Great value soldering station

Discussion in 'General Electronics Chat' started by recklessrog, Jan 19, 2016.

  1. recklessrog

    Thread Starter Well-Known Member

    May 23, 2013
    As there are often requests by members as to which soldering iron to use, I thought I would share this :-
    In the U.K Maplins are currently selling a temperature controlled station for £39.99. Code number N34FB.
    When my 25 year old Weller iron packed up last year, I looked around for a replacement and was horrified
    at the cost, so I tried a couple of cheap alternatives but they proved to be practically useless. After returning one for
    refund, the assistant showed me one of the N34FB stations and persuaded me to give it a try. One year on and I can say
    that it really is exceptional value for money, maintains set temp within 2-3 deg and is very simple to set. The replacement
    tips are not expensive and a complete replacement iron is available should it ever be needed.
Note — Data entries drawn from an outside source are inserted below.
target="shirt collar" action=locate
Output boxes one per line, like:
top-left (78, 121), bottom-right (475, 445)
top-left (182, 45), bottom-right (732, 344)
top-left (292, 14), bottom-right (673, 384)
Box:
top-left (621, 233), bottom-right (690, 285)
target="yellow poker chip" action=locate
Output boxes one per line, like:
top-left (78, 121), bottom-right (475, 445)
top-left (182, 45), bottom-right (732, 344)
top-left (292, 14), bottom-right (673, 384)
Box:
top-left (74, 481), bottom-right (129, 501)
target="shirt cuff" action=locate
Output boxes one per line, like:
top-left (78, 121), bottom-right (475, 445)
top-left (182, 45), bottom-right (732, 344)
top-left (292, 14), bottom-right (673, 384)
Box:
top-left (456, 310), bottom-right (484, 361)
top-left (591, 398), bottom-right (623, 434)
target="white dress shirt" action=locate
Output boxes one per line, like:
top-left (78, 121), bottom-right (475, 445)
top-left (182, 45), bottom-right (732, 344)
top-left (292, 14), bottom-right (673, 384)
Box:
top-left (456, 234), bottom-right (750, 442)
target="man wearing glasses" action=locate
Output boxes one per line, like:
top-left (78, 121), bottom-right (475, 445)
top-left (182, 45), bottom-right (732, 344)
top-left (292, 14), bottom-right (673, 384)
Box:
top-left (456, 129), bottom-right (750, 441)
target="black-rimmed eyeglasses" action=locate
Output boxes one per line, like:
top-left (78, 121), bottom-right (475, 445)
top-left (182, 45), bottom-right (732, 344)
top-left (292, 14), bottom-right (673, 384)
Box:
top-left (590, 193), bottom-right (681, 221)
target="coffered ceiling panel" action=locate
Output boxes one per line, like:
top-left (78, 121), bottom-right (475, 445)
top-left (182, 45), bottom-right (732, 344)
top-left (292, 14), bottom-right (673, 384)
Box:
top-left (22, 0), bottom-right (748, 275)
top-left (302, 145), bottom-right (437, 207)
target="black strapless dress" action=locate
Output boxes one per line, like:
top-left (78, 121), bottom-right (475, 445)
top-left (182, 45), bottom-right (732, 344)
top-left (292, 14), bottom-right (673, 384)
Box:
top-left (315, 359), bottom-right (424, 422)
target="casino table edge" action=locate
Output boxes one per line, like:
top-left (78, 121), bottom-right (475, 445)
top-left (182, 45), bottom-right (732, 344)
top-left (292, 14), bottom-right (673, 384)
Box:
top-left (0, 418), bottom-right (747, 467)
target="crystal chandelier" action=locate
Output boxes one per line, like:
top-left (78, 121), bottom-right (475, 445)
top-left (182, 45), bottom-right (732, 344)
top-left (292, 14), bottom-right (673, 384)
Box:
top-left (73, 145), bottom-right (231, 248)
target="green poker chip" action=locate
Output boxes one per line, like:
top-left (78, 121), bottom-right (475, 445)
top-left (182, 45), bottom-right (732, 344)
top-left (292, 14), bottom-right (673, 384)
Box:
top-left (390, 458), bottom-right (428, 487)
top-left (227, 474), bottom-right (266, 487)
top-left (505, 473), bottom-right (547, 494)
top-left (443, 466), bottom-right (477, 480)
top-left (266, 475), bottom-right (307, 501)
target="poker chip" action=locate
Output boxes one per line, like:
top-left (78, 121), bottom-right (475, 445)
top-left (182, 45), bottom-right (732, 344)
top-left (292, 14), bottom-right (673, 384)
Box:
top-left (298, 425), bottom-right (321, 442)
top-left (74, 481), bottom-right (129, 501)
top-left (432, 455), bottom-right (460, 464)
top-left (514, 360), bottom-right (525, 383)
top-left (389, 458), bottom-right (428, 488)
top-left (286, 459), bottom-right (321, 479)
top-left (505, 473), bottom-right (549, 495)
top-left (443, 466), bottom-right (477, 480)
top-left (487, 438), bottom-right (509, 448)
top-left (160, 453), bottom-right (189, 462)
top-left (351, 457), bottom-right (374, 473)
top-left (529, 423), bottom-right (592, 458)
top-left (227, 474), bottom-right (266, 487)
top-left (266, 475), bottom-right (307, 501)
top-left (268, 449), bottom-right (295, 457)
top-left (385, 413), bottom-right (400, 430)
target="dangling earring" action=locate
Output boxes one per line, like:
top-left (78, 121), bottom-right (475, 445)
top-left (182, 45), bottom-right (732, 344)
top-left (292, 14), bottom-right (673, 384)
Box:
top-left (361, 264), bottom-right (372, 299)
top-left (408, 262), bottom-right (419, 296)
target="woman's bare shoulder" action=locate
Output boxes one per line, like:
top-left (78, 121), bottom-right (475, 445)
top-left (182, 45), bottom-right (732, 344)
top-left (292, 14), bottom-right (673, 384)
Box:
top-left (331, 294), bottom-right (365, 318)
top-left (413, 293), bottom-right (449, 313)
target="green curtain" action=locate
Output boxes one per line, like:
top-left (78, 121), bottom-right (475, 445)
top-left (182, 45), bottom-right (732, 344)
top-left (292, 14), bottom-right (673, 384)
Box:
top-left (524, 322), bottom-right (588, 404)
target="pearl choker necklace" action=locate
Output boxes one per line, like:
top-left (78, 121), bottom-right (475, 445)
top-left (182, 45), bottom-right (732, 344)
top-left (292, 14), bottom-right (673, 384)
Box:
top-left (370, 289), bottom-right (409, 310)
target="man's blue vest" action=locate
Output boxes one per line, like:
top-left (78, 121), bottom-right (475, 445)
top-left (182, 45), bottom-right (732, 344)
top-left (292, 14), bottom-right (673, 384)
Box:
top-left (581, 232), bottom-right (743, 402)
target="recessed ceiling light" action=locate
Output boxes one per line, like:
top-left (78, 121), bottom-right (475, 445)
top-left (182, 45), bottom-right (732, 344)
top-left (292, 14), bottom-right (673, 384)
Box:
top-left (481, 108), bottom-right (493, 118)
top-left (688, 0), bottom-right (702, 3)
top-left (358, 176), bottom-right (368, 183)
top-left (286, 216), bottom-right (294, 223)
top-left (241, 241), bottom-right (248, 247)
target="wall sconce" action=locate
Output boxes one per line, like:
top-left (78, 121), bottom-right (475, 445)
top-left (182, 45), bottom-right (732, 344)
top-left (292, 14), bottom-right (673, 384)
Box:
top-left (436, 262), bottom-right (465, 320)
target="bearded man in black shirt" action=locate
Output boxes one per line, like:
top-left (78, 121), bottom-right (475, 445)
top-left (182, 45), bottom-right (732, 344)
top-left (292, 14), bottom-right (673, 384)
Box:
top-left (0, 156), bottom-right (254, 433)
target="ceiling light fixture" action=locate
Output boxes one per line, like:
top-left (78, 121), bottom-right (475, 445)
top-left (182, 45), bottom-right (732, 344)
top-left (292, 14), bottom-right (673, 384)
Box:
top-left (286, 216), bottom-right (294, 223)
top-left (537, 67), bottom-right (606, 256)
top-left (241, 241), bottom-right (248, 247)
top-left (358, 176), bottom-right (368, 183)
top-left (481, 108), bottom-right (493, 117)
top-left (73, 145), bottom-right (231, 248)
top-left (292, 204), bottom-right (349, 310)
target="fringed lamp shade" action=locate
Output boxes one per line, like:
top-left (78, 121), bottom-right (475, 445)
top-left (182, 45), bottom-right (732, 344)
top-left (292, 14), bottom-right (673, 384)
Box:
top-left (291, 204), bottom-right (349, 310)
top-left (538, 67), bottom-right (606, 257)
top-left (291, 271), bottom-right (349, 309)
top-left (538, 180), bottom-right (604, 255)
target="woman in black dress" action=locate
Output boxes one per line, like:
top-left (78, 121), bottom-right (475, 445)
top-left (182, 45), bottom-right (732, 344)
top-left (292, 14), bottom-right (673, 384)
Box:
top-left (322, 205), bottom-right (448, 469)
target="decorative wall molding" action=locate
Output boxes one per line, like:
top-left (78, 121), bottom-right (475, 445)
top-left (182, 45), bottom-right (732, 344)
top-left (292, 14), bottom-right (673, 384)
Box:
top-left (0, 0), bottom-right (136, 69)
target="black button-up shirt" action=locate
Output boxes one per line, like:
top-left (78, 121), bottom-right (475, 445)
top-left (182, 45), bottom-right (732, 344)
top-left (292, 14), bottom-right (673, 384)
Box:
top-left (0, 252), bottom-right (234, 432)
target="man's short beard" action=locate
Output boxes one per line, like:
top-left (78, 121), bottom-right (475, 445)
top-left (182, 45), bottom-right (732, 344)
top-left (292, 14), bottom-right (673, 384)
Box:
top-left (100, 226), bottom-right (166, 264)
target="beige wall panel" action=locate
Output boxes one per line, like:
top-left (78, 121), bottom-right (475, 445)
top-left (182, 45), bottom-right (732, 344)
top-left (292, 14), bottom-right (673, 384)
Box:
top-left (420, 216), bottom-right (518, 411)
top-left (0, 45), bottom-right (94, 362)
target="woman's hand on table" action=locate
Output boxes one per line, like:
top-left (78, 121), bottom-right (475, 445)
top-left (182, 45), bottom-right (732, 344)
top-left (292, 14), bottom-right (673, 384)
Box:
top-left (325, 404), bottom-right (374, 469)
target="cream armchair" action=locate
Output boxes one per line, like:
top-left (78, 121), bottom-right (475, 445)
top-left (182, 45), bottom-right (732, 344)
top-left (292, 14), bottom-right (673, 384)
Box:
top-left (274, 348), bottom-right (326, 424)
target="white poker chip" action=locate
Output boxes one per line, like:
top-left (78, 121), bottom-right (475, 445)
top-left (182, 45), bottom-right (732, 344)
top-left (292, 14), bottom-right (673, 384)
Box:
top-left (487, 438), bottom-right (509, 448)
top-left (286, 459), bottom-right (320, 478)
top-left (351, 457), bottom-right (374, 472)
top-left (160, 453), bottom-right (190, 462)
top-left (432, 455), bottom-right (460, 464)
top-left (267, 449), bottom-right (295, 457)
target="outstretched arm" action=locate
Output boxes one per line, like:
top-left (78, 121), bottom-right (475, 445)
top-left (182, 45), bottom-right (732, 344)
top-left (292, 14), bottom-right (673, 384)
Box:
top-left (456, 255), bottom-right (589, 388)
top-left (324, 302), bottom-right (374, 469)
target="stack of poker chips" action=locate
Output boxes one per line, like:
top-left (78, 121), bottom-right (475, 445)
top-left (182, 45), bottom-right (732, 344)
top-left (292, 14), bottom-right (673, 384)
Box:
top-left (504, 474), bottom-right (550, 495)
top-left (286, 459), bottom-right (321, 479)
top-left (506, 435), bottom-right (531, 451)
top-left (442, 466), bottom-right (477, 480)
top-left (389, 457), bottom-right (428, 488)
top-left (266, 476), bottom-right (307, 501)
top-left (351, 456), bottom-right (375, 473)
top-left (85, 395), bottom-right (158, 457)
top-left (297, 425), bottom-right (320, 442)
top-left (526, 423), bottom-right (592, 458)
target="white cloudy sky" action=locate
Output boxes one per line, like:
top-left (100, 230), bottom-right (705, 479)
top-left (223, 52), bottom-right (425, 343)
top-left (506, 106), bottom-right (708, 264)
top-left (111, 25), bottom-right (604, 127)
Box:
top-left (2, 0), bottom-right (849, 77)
    I must point out that I have no connection with Maplins other than as a customer, and am passing on this information
    in the hope it may be of use to someone.
  2. GopherT

    AAC Fanatic!

    Nov 23, 2012
    What failed on your Weller that could not be replaced for 10 Pounds?
  3. MrSoftware

    Senior Member

    Oct 29, 2013
    recklessrog likes this.
  4. wayneh


    Sep 9, 2010
    That looks like a fancy version of the one I have and appears to use the same tips. (My needs are just hobbyist and I'm not saying everyone should use such a cheap set as I do.) One reason I chose that model - other than the good reviews - was that replacement tips are cheap and easy to find. Every other piece-of-crap iron I had used before went to the graveyard because a replacement tip, if I could find one, cost more than the iron did. The tips for this model are only about a buck apiece and they last a long time anyway.
  5. ErnieM

    AAC Fanatic!

    Apr 24, 2011
    You can get replacement parts for the Kendal units. I got mine off EBay as I did for the base unit.

    The Kendal will give years of good service if you don't abuse it. If you do abuse it (I did) you can fix it.
  6. recklessrog

    Thread Starter Well-Known Member

    May 23, 2013
    The poor thing had been dropped a few times, and I had re-glued the case, but it finally gave up when a short developed in the iron element and the transformer burnt out and melted the case.
    Brilliant station though, I had used it probably 6 days a week for 25 years only ever replacing the bits and the Curie point magnetic switch in all that time. We had several at my company, and I kept one when I sold the business. I believe that one of my ex partners is still using his.
    The only downsides to buying another was A, the cost, and B, to change temperature you had to change the tip for one with a different Curie point.
    For those that are not familiar with these irons, temperature control was achieved by having a piece of iron alloy at the base of the tip, by varying the mix of the alloy, it varies the curie point. (At the Curie point temperature, the material loses its magnetic properties)
    The clever design had a micro switch in the handle that had a rod with a magnet on the end inside the element. Whilst the temperature was below the tips curie point, the magnet was attracted to the tip keeping the microswitch and element on. Once the temperature reached the Curie point of the tip, the magnet could no longer be held against the tip base and was retracted by a spring. This caused the microswitch to operate and turn off the power to the element.
    Once it cooled a little, the magnetic properties returned and the magnet was then attracted back to the base of the tip so the microswitch turned the power on again etc..etc.
    The Hysteresis ( difference in off-back on temp) was quite high, and depending on the selected bit could be as much as 50deg C. but was usually not a problem.
    GopherT likes this.
  7. GopherT

    AAC Fanatic!

    Nov 23, 2012

    I know mine has the thermostat, I never bothered to think about how it worked. Thanks!
    recklessrog likes this.
  8. dannyf

    Well-Known Member

    Sep 13, 2015
    There are those temperature controlled soldering irons. A few dollars each. I have used them and am quite happy.

    On the other hand, I have made quite a few temperature controlled soldering irons from laptop power supplies, pic12f675, a pot and a MOSFET. Practically free and they work wonderfully.